Fig. 3.1
MEN1 gene and missense mutations. (a) Genomic structure of the MEN1 gene. The 10 exons of the gene are shown as boxes that are sized with the indicated 100-bp scale. The broken lines in-between the boxes are introns, not drawn to scale. Striped parts indicate untranslated regions that are not present in the menin coding region, marked with the start codon ATG in exon 2 and stop codon TGA in exon 10. The two nuclear localization signals (NLS) at amino acids 479–497 and 588–608 are marked in exon 10. (b) Germline and somatic missense mutations in the MEN1 gene. The menin coding region consists of 610 amino acids (aa) that starts in exon 2 and ends in exon 10. The extent of the coding region in each exon is as follows: ex2(aa1-148), ex3(aa149-218), ex4(aa219-261), ex5(aa262-275), ex6(aa276-304), ex7(aa305-350), ex8(aa351-395), ex9(aa396-450), and ex10(aa451-610). Missense mutations in each exon are shown. The germline and somatic missense mutations have been assembled from References 35 and 36 and from the COSMIC database. There are 340 different missense mutations affecting 239 amino acids. The amino acids are numbered as per menin transcript variant-2 that has 610 amino acids. Note that menin transcript variant-1 has 615 amino acids. Readers should be careful about the interpretation of MEN1 mutation nomenclature whether the nucleotides and amino acids are numbered as per transcript variant-1 or variant-2, particularly for mutations located after exon 2 (see explanation in the text). (c) Location of germline and somatic missense mutations in menin. Menin missense mutations at each amino acid (from Fig. 3.1b) are plotted to show the number of unique mutations in each amino acid. Exons are marked below the mutation plot. Missense mutations are distributed over the entire 610 amino acid coding region indicating that all parts of menin are essential. There are six amino acids affected by more than three different mutations (amino acids G42, E45, H139, G156, E179, and P373)

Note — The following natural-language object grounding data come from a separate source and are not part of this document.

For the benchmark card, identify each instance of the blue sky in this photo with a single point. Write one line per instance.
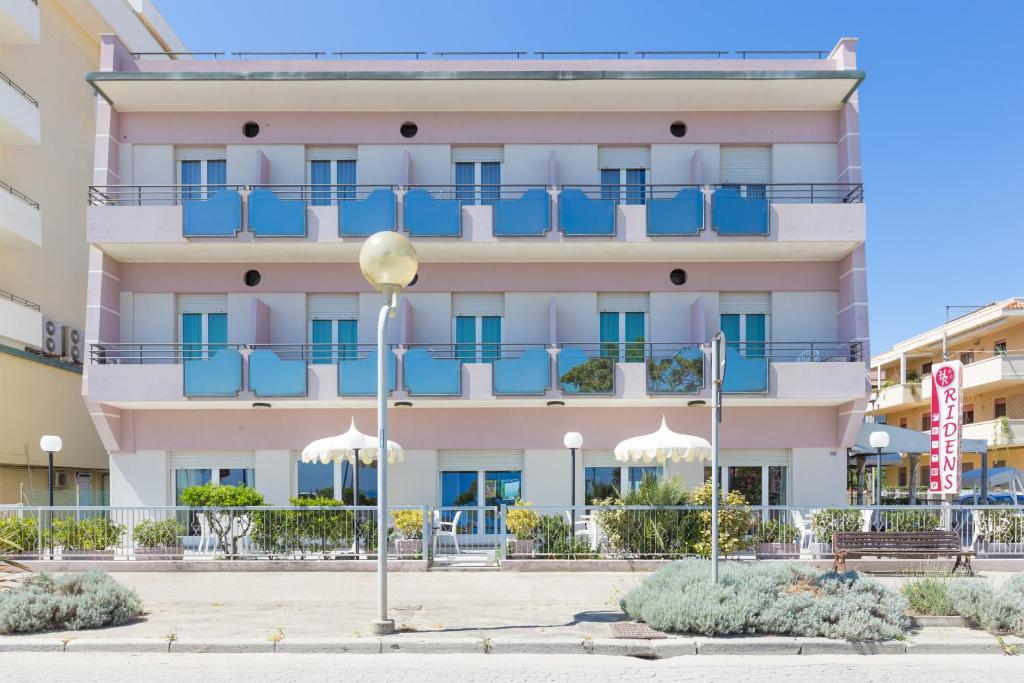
(941, 109)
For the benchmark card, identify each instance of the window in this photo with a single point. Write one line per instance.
(335, 480)
(629, 326)
(335, 169)
(999, 408)
(333, 327)
(201, 172)
(469, 329)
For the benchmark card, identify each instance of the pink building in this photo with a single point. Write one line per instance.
(584, 227)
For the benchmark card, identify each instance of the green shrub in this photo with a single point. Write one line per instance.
(929, 596)
(72, 601)
(303, 531)
(775, 530)
(18, 535)
(555, 539)
(521, 521)
(733, 521)
(824, 522)
(212, 496)
(163, 534)
(90, 534)
(660, 532)
(996, 610)
(768, 598)
(910, 520)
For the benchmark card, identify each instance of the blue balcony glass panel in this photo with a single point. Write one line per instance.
(682, 214)
(680, 373)
(733, 214)
(429, 217)
(578, 214)
(220, 376)
(527, 216)
(743, 374)
(527, 375)
(357, 377)
(581, 373)
(272, 217)
(424, 375)
(218, 216)
(271, 376)
(376, 213)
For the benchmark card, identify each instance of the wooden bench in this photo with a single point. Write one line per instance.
(900, 544)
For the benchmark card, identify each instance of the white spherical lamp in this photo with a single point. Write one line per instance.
(388, 261)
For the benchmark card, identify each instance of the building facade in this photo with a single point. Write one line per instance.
(583, 226)
(989, 341)
(47, 128)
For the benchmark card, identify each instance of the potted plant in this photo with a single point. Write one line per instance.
(522, 523)
(775, 538)
(410, 526)
(159, 540)
(89, 539)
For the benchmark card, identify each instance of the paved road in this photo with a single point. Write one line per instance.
(423, 669)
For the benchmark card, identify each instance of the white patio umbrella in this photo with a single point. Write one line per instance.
(662, 446)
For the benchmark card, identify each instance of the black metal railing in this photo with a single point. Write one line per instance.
(25, 198)
(20, 90)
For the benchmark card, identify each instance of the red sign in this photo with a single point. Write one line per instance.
(946, 402)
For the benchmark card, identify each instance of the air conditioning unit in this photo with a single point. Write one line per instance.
(52, 338)
(75, 345)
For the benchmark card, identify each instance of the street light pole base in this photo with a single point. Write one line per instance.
(385, 628)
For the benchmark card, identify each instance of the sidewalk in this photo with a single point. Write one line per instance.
(436, 612)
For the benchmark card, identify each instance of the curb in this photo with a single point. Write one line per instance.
(650, 649)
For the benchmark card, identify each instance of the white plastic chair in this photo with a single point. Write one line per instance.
(449, 529)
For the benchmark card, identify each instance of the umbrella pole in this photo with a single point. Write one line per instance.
(355, 500)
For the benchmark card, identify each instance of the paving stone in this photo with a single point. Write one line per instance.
(749, 645)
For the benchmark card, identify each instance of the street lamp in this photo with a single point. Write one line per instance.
(879, 440)
(388, 262)
(50, 444)
(572, 440)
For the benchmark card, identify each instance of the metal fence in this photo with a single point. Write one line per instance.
(345, 532)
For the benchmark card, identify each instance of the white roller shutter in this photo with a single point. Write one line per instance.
(477, 154)
(332, 154)
(754, 457)
(477, 304)
(333, 306)
(744, 165)
(471, 461)
(600, 459)
(624, 157)
(202, 303)
(200, 154)
(221, 460)
(744, 302)
(624, 303)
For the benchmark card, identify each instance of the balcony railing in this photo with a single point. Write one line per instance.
(32, 100)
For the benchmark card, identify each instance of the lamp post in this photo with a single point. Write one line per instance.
(717, 377)
(879, 440)
(50, 444)
(388, 262)
(572, 440)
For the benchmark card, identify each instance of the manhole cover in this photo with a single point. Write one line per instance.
(635, 631)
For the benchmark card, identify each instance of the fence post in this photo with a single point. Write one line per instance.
(502, 540)
(427, 525)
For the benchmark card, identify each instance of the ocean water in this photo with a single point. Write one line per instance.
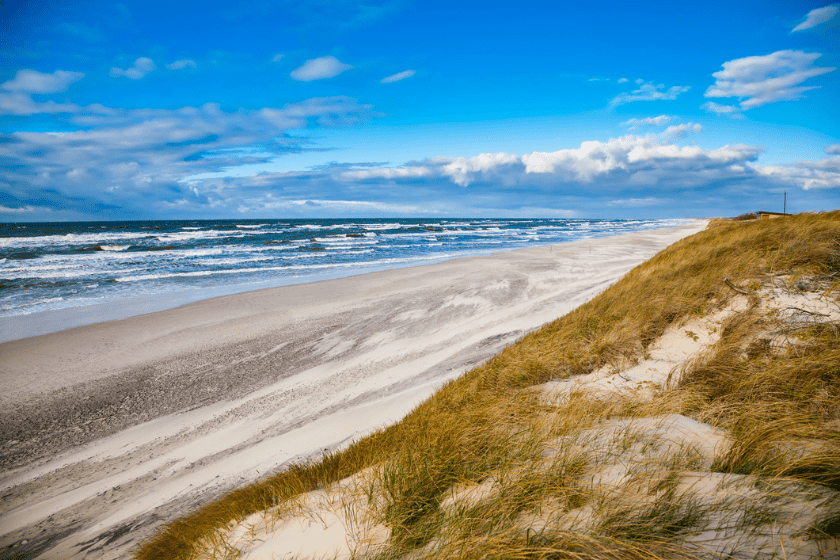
(46, 267)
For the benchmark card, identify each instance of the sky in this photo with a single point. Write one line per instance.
(326, 108)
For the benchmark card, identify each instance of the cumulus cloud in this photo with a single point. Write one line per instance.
(32, 81)
(718, 109)
(23, 104)
(648, 91)
(681, 131)
(319, 68)
(398, 76)
(141, 67)
(16, 95)
(626, 162)
(180, 64)
(636, 124)
(823, 174)
(758, 80)
(818, 16)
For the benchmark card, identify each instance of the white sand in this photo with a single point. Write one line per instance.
(109, 430)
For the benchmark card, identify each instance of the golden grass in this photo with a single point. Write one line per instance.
(487, 427)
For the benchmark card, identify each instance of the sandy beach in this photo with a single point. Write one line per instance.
(111, 429)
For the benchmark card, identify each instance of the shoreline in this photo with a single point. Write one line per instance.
(25, 325)
(142, 419)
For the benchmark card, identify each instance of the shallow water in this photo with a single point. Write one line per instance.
(48, 267)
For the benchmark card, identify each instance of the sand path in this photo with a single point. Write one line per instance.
(109, 430)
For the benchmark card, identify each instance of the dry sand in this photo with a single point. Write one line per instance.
(109, 430)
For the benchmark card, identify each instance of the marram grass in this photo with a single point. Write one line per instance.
(486, 430)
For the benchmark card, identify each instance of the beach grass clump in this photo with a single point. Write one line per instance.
(488, 468)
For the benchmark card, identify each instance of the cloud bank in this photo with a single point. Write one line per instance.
(759, 80)
(141, 67)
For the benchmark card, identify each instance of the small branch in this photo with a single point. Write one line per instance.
(806, 311)
(729, 283)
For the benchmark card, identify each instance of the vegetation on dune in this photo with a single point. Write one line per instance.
(541, 473)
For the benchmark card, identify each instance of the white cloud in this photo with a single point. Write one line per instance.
(758, 80)
(184, 63)
(141, 67)
(718, 109)
(398, 76)
(319, 68)
(818, 16)
(681, 131)
(407, 172)
(649, 92)
(23, 104)
(143, 159)
(823, 174)
(464, 171)
(32, 81)
(635, 124)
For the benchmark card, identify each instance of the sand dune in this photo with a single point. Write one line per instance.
(111, 429)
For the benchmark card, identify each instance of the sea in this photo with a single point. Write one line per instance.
(47, 267)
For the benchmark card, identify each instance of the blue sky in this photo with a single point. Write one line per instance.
(263, 109)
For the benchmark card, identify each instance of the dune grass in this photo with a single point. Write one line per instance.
(487, 428)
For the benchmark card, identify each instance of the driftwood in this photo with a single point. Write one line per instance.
(729, 283)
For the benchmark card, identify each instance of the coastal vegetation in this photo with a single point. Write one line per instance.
(737, 453)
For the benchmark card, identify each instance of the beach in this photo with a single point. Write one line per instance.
(111, 429)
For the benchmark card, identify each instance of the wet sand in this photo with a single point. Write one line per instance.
(109, 430)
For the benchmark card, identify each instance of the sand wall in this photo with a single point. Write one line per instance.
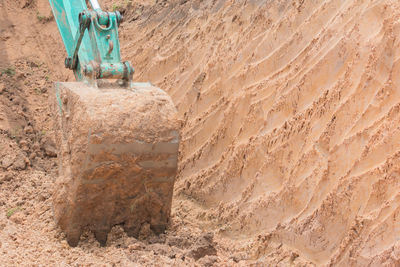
(291, 119)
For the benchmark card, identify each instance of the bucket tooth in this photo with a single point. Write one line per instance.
(117, 153)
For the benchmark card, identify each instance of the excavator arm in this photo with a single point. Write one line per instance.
(91, 40)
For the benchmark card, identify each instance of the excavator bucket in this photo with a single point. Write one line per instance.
(118, 151)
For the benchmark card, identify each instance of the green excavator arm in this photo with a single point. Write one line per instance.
(91, 40)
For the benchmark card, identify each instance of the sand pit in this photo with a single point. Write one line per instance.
(290, 148)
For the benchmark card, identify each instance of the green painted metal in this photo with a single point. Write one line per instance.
(91, 41)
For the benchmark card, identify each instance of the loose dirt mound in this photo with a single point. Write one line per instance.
(290, 146)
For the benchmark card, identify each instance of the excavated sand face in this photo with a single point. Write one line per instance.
(291, 122)
(117, 152)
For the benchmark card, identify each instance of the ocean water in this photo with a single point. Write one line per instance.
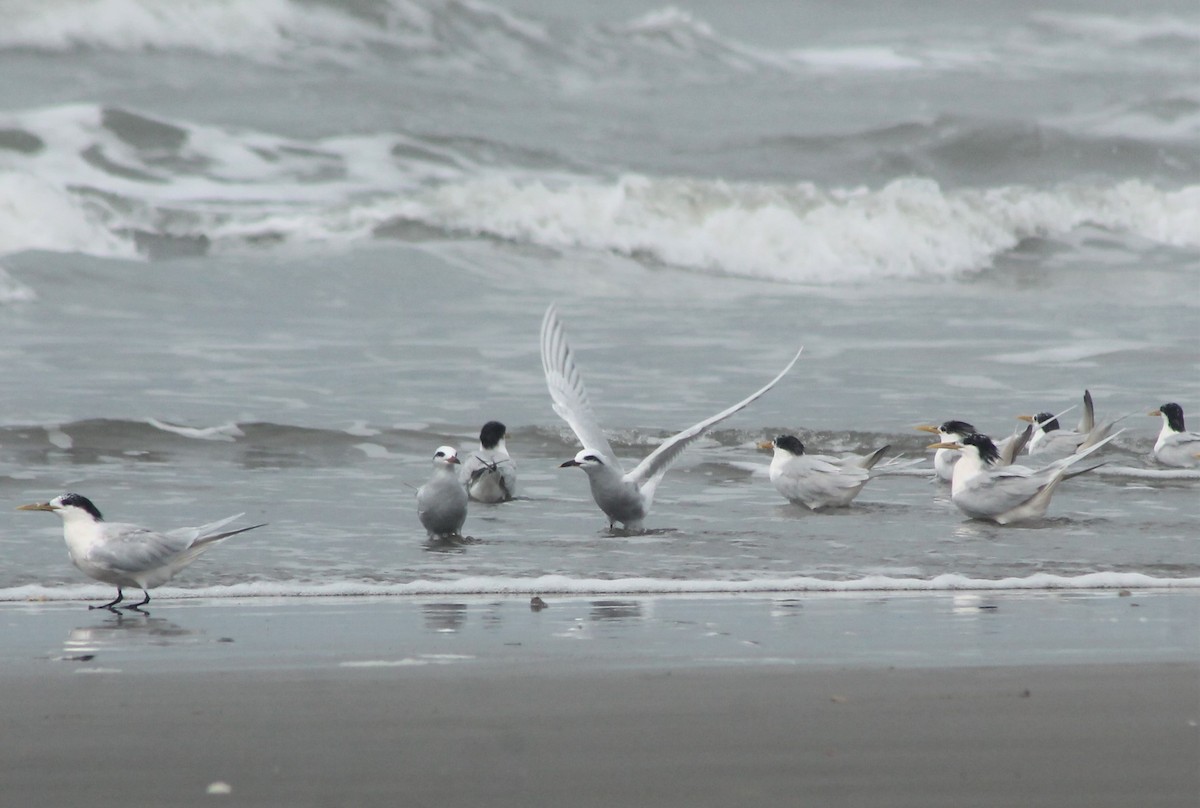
(267, 257)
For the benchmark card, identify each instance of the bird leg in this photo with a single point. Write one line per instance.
(141, 603)
(120, 596)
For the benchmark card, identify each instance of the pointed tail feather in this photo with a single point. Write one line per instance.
(216, 537)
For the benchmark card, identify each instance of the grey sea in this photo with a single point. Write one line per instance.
(268, 257)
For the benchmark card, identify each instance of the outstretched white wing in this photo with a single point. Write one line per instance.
(651, 471)
(567, 391)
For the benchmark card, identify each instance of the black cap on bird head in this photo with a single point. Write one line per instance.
(491, 435)
(1174, 414)
(983, 444)
(82, 503)
(790, 443)
(1047, 422)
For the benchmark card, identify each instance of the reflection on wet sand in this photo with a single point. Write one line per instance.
(444, 616)
(123, 632)
(616, 610)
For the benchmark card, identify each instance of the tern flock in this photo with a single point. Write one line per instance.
(987, 483)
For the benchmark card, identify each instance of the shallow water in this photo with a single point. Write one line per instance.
(325, 253)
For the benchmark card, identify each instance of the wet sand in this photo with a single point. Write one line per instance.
(603, 702)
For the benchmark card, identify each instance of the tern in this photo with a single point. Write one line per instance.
(442, 502)
(1053, 442)
(490, 473)
(127, 555)
(623, 497)
(953, 431)
(817, 480)
(1006, 495)
(1175, 446)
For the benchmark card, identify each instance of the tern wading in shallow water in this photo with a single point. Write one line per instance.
(127, 555)
(1175, 446)
(623, 497)
(954, 431)
(490, 473)
(442, 502)
(817, 480)
(1053, 442)
(1006, 495)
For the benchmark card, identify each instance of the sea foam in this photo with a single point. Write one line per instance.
(565, 585)
(909, 228)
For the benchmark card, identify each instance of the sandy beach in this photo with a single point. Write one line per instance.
(634, 701)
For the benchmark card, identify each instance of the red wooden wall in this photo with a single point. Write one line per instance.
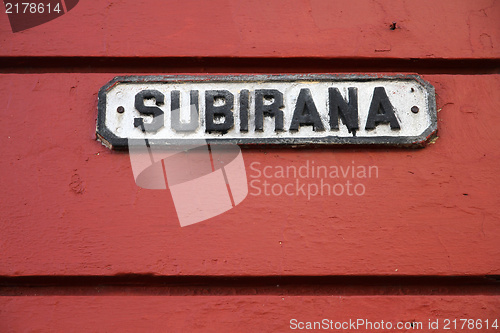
(82, 248)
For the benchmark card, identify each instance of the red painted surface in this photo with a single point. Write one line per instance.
(69, 207)
(316, 28)
(232, 314)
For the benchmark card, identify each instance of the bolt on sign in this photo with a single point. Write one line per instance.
(267, 109)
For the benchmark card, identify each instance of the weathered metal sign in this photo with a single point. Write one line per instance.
(267, 109)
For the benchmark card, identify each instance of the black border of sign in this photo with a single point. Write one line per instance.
(110, 140)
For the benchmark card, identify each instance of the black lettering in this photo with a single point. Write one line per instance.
(381, 111)
(214, 112)
(176, 112)
(244, 110)
(158, 115)
(305, 113)
(348, 112)
(269, 110)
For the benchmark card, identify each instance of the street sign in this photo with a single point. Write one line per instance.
(267, 109)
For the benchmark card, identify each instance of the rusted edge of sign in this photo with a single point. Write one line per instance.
(110, 140)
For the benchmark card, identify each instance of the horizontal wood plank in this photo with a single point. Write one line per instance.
(242, 313)
(317, 28)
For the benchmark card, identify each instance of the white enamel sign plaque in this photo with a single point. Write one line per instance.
(267, 109)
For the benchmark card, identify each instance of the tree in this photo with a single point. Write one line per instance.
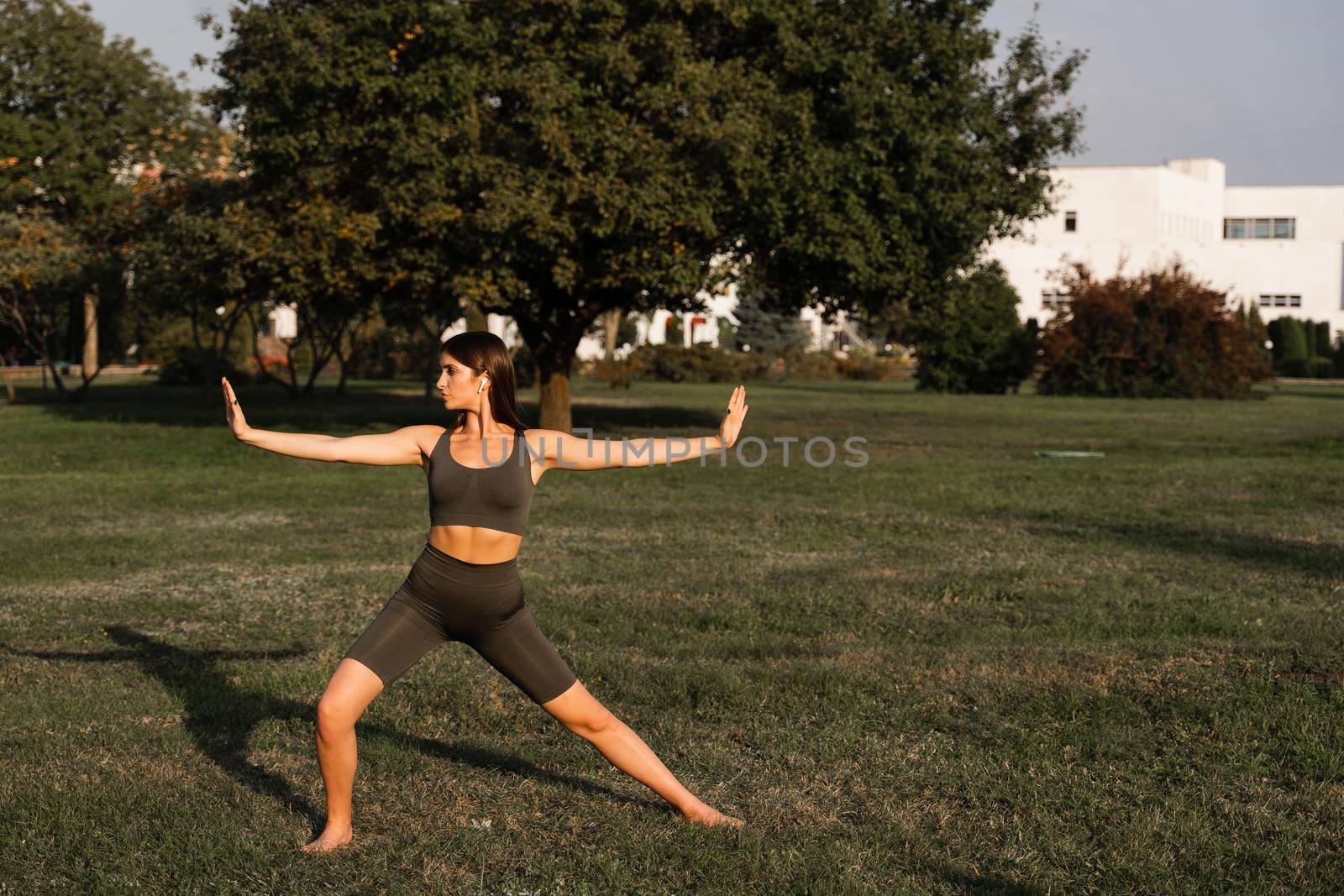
(39, 270)
(974, 342)
(78, 120)
(764, 329)
(554, 161)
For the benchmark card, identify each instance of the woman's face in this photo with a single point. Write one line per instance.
(457, 383)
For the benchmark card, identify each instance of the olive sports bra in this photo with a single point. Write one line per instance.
(496, 497)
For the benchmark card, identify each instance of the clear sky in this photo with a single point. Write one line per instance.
(1253, 82)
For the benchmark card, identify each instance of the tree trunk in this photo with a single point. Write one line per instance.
(612, 322)
(91, 348)
(554, 362)
(555, 401)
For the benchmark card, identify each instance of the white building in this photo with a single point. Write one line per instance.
(1277, 248)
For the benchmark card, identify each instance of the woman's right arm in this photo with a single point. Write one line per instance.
(402, 446)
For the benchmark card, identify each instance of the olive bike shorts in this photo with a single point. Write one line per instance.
(479, 604)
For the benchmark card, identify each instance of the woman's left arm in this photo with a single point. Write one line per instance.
(566, 452)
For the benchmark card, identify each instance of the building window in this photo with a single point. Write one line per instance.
(1260, 228)
(1281, 301)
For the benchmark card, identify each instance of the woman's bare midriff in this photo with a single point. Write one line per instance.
(475, 543)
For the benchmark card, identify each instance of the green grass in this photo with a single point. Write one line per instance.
(960, 668)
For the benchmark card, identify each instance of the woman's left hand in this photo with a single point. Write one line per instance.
(732, 423)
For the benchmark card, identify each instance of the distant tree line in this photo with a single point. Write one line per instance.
(403, 164)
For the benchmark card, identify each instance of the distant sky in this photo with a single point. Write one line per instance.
(1253, 82)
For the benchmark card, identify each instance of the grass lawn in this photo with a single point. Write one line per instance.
(958, 668)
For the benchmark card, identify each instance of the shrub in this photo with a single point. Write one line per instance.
(181, 363)
(1294, 335)
(974, 342)
(862, 363)
(703, 363)
(685, 364)
(1320, 367)
(1155, 335)
(1321, 344)
(766, 331)
(618, 372)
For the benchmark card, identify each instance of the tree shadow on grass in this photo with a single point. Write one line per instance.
(221, 716)
(1321, 560)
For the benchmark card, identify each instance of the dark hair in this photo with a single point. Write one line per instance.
(486, 352)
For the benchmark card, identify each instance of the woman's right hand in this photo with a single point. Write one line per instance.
(237, 422)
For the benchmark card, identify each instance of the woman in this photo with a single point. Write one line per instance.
(465, 584)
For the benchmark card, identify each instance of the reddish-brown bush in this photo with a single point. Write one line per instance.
(1160, 333)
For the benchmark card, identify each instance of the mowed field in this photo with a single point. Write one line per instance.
(956, 668)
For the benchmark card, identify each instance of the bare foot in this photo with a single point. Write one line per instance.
(333, 837)
(709, 815)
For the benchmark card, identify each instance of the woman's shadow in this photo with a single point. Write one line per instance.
(221, 716)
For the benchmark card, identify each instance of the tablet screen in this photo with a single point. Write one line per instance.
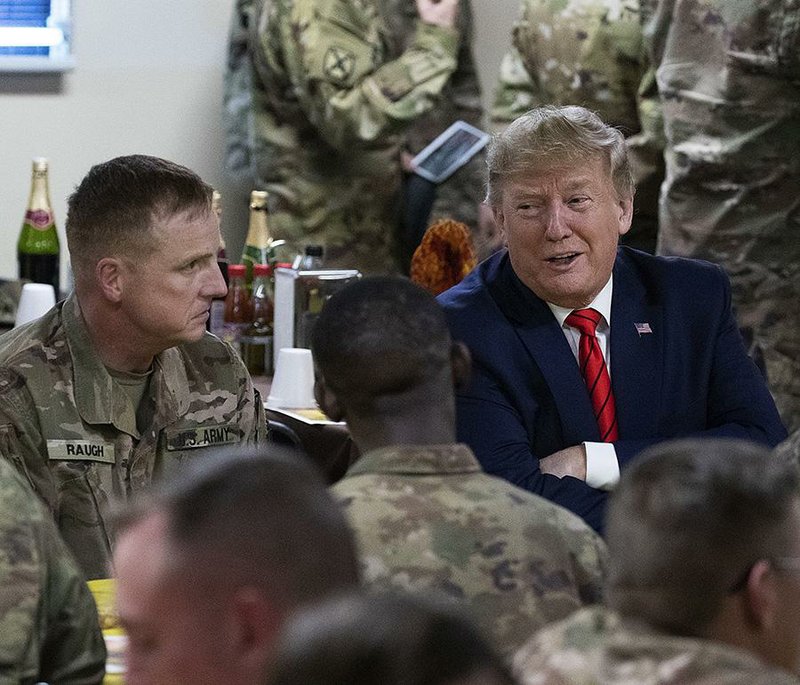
(449, 151)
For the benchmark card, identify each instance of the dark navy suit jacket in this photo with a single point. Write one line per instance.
(688, 376)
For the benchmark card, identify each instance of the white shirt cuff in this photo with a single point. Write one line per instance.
(602, 467)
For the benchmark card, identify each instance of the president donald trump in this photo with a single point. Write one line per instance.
(585, 352)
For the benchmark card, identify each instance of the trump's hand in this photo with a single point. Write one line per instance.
(567, 462)
(439, 12)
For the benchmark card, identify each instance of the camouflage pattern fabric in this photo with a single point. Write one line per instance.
(427, 518)
(590, 53)
(72, 431)
(237, 94)
(328, 107)
(593, 647)
(729, 78)
(458, 197)
(48, 621)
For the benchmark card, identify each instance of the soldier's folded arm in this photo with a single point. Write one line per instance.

3.3.2 MEN1 Germline Mutations
Germline heterozygous inactivating mutations in MEN1 are observed in 70–90 % of familial MEN1 patients that predisposes to tumor development [29–32]. The frequency of detecting a germline MEN1 mutation is much lower in cases without a family history of MEN1 and in similar sporadic MEN1 cases who present with hyperparathyroidism and pituitary tumor but no PNETs [33, 34]. MEN1-related tumors show LOH at chromosome 11q13 from loss of the region corresponding to the normal non-mutated MEN1 allele [29, 30]. Thus MEN1 acts as a tumor suppressor gene, and its biallelic loss/inactivation leads to tumorigenesis. More than 1000 mutations have been reported in the MEN1 gene [35]. Two studies have reviewed the published germline MEN1 mutations from 1997 to 2007 and 2007 to 2015, and they found a total of 576 unique mutations [35, 36]. A vast majority (65–70 %) of the mutations predict C-terminal truncation of menin or deletion of internal exons encoding menin (nonsense, frameshift, and splicing). Other mutations observed are missense (25 %), in-frame deletion/insertion (5 %), and gross deletions (2 %) [35–37]. The expression of some menin missense mutant proteins has been shown to be unstable and degraded by the proteasome [38]. There is a need to develop assays to study the adverse physiological effect of rare MEN1 mutations, especially for mutations that do not delete a large region of menin, such as missense and single amino acid in-frame del/ins. Such assays may help to determine whether mutations are pathologic or benign.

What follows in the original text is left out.